Python Project Tooling explained

When you first learn Python, somebody explains you that you can add the folder in which your source files sit to the PYTHONPATH environment variable and this code will then be importable from other locations. Too often this person forgets to say that this is a very bad idea in most scenarios. Some people discover this on the internet, some others just realize this by themselves. Too many people (especially non-programmers) just believe there's no alternative.

This blog post is for all of them, because even if you know that an alternative exists, it's not always easy to grasp. Python tooling is confusing because there are many software, built on top of each other, with a lot of overlaps with their concerns. It's hard to understand how they fit in the big picture.

For this reason I've decided to create a post that lists the most important tools, when and why they are used and what problem they solve. I will try to explain with simple words how you should approach each one of these tools. If a tool is here, it means that, as a Python programmer, you're supposed to at least know its existence. I will list only tools that can be applied to any project or workflow and that you should consider every time you start a new project. This doesn't mean you always have to use each one of them on every single project. Too much tooling can be easily be an overkill and become hard to maintain in some cases.

Basic

Setuptools

Setuptools is the standard way to create packages in Python. It's everywhere, it works and it fulfill its role.

For: building egg, zip or wheel files from source, define metadata for your project, share code in a structured and standardized way When: basically every time you want to write code that should run on somebody's else machine

Alternatives: Poetry, Flit

virtualenv

Virtualenv is a virtual environment manager. These isolated environments can be understood as self-contained python installations with independent packages installed. Using virtualenv means that you don't need to (and you shouldn't anyway) install packages using your default system's python installation.

For: keeping your dependencies separate, supporting multiple python versions in the same system, moving dependencies around easily When: you want to develop code, when you want to use a python version different than your default without going crazy

Alternatives: Docker or equivalent

Pip

Pip is the most common package management tool for Python. It allows you to take local or remote packages and install them in your virtual environment or system's Python.

For: installing and uninstalling packages, tracking versions of the packages you're using When: always

Alternatives: Poetry, Conda

Packaging and Distribution

For a more detailed overview, python.org has a dedicated [page].(https://packaging.python.org/).

distutils

distutils is a precursor of setuptools. The latter makes heavy use of features from distutils so it's not uncommon to have to interact with this tool. It's not something you should pick for your tool belt directly but you should be aware of where it fits in the big picture.

Pypi

Pypi is the Python Package Index. It's a big repository of all your favourite Python Modules. Pip, for example, takes built packages from here.

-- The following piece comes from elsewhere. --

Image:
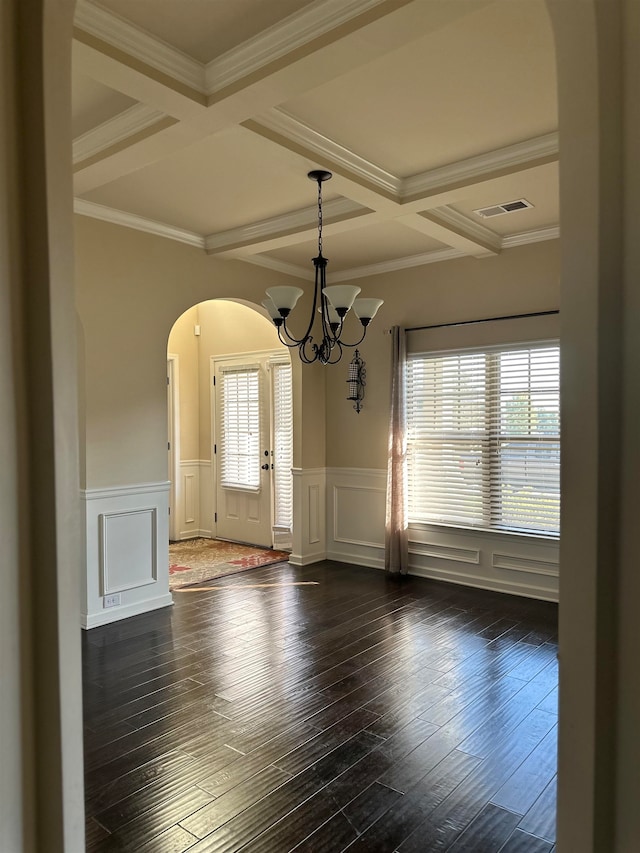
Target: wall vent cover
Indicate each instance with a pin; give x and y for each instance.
(505, 207)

For: publishing your code When: when you have a package that you want to make publicly available

Pypiserver

Pypiserver is one implementation of the Package Index API used by Pypi. You can set up your own repository, for example for your whole company and publish packages there without releasing them to the public.

For: sharing code inside an organization When: this code shouldn't go public and you want to have control Alternatives: Warehouse (the one used by Pypi), djangopypi

Poetry

Poetry is an alternative packaging system that replaces setuptools, pip and some of the tools built on top of them. It's an attempt to do a complete overhaul of how the Python packaging system works. So far it got some traction and lot of positive feedback but it's far from being the prevalent option.

For: handling and distributing packages, managing your dependencies, avoiding dependency resolution problems When: you have a fresh project and you're not afraid to use a relatively niche tool Alternatives: Pipenv

Pipenv

Pipenv, like Poetry, is a tool to structure your Python project dependencies and configurations in a more sane way. Through a Pipfile, it manages the dependencies for your project and ensure consistency and ease of use.

For: handling and distributing packages, managing your dependencies When: you want something like Poetry that will raise less questions Alternatives: Poetry

Documentation

Sphinx

Sphinx is a tool to build documentation. It was born originally to handle Python's documentation but has now graduated to a general purpose documentation tool. It remains the most common option for Python Projects.

For: producing PDF or HTML documents from reStructuredText sources When: you want to have external documentation for your project, your APIs and your code Alternatives: Docutils, Doxygen

autodoc

autodoc is a fundamental extension to Sphinx that allows you to generate restructuredText files from Python source code with entries for each class, function, module and so on.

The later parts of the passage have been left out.